Sharif and his predecessor as prime minister, Benazir Bhutto, were widely viewed as corrupt, and many Pakistanis initially believed Musharraf's power grab marked an opportunity to put the country on the path to stability.

Musharraf also seemed eager to shed the outward appearances of military rule, preferring to appear in public in a western-style suit rather than his medal-clad general's uniform.

Despite Musharraf's early efforts to downplay the authoritarian nature of his rule, it took the nation's Supreme Court, in a May 2000 ruling, to force a return to parliamentary elections. Even so, President Gen. Musharraf maintained a firm hand on the reins of government.

From Pariah to Ally

During the 1980s, Pakistan had been a key U.S. partner in efforts to drive Soviet forces out of Afghanistan. Islamabad was enlisted to funnel American-funded weapons and technical support to mujahedeen fighters, some of whom went on to form the Taliban and al-Qaida, in the fighters' battle to end Moscow's decade-long occupation.

As the Cold War drew to a close, however, Pakistan was increasingly seen as an economic basket case with little promise of political stability. The Musharraf-led coup reinforced the notion. Meanwhile, the economic clout of Pakistan's bitter rival, India, was increasingly on the radar screen of Washington policymakers.

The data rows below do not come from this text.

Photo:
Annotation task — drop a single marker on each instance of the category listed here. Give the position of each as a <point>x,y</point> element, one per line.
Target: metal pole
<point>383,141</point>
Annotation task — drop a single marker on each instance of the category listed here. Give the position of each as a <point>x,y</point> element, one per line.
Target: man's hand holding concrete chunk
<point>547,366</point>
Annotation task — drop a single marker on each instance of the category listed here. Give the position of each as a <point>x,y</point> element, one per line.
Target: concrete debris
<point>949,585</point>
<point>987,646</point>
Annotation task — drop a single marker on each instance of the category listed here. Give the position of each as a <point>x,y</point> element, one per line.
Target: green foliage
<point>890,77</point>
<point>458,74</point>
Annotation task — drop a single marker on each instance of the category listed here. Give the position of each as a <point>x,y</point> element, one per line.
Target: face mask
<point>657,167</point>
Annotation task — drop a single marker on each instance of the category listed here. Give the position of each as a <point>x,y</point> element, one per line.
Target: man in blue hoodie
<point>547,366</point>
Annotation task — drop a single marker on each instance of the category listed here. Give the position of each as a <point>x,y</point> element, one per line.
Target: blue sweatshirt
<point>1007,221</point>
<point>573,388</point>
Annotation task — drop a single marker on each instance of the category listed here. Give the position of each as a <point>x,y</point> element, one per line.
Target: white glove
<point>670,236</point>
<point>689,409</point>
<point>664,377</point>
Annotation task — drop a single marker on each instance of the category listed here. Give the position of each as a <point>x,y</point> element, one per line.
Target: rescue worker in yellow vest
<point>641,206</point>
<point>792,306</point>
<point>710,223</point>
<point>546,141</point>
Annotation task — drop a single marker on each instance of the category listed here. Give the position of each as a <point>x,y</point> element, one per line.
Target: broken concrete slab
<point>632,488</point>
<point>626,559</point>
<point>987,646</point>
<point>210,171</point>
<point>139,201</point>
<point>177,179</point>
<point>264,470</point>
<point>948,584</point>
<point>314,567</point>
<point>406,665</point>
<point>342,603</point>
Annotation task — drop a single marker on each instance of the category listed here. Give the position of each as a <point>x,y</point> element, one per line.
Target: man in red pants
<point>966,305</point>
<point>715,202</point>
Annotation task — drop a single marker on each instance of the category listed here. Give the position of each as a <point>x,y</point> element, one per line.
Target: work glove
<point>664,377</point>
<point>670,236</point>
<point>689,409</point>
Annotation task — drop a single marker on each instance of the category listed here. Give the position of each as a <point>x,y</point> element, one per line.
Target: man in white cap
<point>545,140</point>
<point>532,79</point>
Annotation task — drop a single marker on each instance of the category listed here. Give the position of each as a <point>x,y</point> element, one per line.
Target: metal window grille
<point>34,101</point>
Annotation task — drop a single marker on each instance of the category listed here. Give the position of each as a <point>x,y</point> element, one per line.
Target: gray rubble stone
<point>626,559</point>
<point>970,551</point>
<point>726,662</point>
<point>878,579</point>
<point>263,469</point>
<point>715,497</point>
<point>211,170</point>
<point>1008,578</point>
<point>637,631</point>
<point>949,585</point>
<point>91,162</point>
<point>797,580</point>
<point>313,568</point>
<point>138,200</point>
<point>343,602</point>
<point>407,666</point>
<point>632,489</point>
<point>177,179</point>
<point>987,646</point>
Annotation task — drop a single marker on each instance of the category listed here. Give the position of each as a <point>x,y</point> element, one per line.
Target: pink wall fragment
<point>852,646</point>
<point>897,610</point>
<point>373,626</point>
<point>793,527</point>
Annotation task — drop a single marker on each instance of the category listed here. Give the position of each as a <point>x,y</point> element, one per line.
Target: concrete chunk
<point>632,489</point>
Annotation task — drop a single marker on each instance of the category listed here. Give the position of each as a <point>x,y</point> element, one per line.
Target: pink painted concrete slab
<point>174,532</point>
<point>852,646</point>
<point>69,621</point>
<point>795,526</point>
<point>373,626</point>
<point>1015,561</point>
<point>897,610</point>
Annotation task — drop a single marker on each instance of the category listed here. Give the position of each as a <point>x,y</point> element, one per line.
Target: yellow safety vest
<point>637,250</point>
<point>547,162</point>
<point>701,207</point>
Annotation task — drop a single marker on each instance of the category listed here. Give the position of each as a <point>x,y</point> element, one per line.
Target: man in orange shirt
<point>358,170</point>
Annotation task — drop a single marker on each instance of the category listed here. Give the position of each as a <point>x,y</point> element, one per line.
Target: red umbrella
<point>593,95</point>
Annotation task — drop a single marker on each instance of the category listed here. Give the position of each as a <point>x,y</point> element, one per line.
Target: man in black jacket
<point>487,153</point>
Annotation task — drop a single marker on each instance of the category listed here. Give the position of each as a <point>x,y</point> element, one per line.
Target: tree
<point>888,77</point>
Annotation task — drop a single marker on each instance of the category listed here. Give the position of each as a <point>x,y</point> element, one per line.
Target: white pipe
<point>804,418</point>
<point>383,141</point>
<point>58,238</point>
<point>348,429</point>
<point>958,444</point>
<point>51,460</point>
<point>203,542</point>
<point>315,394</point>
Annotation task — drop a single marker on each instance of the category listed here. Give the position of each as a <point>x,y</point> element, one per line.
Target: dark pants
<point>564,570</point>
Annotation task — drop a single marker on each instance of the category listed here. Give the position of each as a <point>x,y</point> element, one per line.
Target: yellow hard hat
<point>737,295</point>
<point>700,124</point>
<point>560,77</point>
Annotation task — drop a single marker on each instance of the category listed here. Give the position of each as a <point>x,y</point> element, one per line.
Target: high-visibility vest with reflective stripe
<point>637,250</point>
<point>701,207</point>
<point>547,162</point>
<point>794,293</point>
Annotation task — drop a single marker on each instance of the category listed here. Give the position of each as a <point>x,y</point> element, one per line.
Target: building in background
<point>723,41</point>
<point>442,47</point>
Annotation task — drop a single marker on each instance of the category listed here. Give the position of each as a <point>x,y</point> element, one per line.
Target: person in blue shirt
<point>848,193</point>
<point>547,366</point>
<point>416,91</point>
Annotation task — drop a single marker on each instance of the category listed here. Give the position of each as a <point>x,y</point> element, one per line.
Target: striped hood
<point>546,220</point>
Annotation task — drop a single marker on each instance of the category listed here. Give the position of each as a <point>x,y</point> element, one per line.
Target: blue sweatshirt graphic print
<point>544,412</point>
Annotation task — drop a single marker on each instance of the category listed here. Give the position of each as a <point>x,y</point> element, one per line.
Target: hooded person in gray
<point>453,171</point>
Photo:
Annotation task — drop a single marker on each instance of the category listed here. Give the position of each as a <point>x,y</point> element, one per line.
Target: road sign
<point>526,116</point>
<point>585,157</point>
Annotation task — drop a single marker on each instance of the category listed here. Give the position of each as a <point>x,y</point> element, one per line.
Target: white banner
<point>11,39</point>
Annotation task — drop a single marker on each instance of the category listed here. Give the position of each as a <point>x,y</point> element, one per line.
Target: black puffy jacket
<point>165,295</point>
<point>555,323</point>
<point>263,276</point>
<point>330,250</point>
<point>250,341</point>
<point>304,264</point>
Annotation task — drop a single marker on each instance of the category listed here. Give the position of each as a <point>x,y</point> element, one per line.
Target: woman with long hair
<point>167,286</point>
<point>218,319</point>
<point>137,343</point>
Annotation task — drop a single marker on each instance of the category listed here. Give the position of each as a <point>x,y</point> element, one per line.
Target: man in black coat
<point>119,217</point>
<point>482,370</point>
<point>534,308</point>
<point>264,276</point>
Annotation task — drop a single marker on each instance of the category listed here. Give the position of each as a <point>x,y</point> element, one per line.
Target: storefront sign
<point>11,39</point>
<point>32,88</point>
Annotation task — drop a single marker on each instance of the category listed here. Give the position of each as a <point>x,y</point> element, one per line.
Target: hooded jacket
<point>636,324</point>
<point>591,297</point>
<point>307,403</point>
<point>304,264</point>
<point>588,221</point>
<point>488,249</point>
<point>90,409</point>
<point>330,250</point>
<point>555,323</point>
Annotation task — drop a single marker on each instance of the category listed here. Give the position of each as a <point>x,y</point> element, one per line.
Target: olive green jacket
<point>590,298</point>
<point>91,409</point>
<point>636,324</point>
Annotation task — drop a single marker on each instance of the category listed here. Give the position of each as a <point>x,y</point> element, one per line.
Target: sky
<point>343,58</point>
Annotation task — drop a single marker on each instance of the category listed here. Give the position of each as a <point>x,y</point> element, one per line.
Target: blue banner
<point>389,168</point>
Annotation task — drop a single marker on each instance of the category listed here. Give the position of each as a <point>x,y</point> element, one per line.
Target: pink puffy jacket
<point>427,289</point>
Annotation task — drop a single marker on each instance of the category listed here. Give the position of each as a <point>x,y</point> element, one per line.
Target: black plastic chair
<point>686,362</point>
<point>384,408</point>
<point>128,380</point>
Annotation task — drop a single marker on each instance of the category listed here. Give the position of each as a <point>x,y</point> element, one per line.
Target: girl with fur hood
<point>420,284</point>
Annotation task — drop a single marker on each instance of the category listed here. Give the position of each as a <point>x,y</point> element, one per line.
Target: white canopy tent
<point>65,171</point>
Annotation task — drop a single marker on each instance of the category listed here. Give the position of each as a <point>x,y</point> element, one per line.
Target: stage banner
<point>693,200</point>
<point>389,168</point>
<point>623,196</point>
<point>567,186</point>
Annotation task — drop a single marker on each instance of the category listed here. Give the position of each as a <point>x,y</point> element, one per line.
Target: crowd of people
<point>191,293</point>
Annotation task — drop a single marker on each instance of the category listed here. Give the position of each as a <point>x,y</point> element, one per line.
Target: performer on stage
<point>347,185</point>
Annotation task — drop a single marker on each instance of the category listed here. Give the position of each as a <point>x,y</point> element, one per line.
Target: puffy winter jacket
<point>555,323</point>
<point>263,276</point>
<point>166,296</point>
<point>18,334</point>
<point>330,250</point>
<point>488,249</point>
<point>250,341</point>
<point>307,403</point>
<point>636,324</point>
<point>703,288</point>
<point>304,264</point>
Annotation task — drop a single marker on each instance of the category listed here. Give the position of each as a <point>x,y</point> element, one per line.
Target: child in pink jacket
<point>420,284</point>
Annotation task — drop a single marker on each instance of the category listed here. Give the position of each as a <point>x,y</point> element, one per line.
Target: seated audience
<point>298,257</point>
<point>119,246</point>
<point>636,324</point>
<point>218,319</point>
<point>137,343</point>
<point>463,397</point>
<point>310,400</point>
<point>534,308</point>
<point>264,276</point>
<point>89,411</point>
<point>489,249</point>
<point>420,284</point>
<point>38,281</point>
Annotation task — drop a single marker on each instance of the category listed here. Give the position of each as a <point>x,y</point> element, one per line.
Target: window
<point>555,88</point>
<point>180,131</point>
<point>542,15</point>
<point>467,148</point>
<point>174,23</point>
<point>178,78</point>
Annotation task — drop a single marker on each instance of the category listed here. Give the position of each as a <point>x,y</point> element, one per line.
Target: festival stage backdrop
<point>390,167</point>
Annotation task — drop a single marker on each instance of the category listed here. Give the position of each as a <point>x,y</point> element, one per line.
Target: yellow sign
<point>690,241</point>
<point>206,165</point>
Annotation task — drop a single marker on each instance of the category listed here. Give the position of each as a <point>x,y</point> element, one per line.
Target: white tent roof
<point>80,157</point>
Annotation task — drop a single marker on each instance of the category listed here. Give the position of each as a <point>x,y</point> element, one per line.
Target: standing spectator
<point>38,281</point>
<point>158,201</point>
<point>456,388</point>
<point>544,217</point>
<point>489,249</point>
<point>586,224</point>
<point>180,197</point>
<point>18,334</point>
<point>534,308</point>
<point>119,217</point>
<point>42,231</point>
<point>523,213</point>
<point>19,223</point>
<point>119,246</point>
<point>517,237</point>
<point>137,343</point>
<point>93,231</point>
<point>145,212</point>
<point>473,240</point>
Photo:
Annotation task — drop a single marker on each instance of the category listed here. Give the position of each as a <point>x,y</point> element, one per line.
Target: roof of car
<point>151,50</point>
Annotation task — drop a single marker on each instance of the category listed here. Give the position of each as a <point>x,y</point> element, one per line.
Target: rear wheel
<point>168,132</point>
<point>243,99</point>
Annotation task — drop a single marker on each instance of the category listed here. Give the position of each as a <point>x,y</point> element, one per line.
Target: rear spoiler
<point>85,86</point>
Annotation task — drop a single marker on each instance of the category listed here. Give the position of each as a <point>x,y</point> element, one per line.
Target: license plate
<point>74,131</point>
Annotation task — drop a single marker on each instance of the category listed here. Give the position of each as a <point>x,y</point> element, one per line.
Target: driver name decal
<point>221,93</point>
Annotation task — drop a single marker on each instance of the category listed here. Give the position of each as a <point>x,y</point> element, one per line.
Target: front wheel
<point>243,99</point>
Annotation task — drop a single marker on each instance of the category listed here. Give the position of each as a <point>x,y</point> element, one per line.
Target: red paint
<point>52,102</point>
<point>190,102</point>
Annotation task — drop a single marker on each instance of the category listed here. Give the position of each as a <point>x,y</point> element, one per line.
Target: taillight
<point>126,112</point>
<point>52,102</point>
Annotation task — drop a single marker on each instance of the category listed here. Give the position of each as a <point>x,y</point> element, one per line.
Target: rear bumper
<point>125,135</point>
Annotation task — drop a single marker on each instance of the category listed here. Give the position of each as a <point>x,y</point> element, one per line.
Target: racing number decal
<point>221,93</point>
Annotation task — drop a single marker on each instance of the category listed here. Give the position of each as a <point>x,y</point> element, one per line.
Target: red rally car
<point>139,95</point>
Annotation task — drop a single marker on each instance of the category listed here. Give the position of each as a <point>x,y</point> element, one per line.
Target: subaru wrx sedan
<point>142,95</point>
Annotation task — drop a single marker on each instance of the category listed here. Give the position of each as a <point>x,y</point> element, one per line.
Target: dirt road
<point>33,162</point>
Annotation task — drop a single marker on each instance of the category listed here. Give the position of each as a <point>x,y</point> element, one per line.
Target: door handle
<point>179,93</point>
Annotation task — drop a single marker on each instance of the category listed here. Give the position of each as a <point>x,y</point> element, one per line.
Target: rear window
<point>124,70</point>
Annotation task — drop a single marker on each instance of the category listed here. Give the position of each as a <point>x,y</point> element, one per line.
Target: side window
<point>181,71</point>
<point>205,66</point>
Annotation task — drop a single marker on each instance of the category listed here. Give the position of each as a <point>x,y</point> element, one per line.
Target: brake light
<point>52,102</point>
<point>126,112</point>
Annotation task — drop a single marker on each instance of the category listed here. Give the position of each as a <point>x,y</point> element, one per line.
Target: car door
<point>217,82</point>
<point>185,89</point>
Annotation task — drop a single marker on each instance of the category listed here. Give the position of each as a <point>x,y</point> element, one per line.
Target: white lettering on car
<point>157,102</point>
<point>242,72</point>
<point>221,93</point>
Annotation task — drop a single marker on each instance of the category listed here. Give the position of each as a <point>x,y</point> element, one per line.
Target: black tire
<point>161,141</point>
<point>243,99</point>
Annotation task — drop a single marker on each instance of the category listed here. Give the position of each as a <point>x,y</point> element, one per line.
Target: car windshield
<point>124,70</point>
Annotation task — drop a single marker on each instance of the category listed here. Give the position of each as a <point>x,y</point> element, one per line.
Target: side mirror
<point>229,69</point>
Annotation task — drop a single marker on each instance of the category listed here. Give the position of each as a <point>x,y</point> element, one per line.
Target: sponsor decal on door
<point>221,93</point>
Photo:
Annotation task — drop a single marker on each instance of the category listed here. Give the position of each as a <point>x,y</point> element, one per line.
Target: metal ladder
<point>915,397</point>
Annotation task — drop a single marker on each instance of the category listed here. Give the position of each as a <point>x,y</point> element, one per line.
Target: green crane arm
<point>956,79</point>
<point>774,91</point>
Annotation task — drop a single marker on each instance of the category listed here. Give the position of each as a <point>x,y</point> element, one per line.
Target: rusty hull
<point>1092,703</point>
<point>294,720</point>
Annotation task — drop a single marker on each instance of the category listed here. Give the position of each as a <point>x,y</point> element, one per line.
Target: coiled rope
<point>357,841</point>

But Islamabad's fortunes were revived by the attacks of Sept. 11, 2001, and almost overnight, Musharraf went from pariah to ally. Pakistan's cooperation was imperative for any U.S. intervention in Afghanistan, and Musharraf was quick to oblige.

An attack on the Indian parliament building in December 2001, which India blamed on Pakistani militants, brought relations with New Delhi to a new low. The attack was quickly condemned by Musharraf.

The whereabouts of Osama bin Laden also presented continuing headaches for Musharraf's government. Despite intelligence reports that the al-Qaida leader is being sheltered by locals in western Pakistan — a hotbed of Muslim extremism — Pakistan's army has been unable to find him.

Musharraf's alliance with the United States angered religious fundamentalists in Pakistan, some of whom wanted a Taliban-style Islamic government in Islamabad and viewed their president as a puppet of Washington.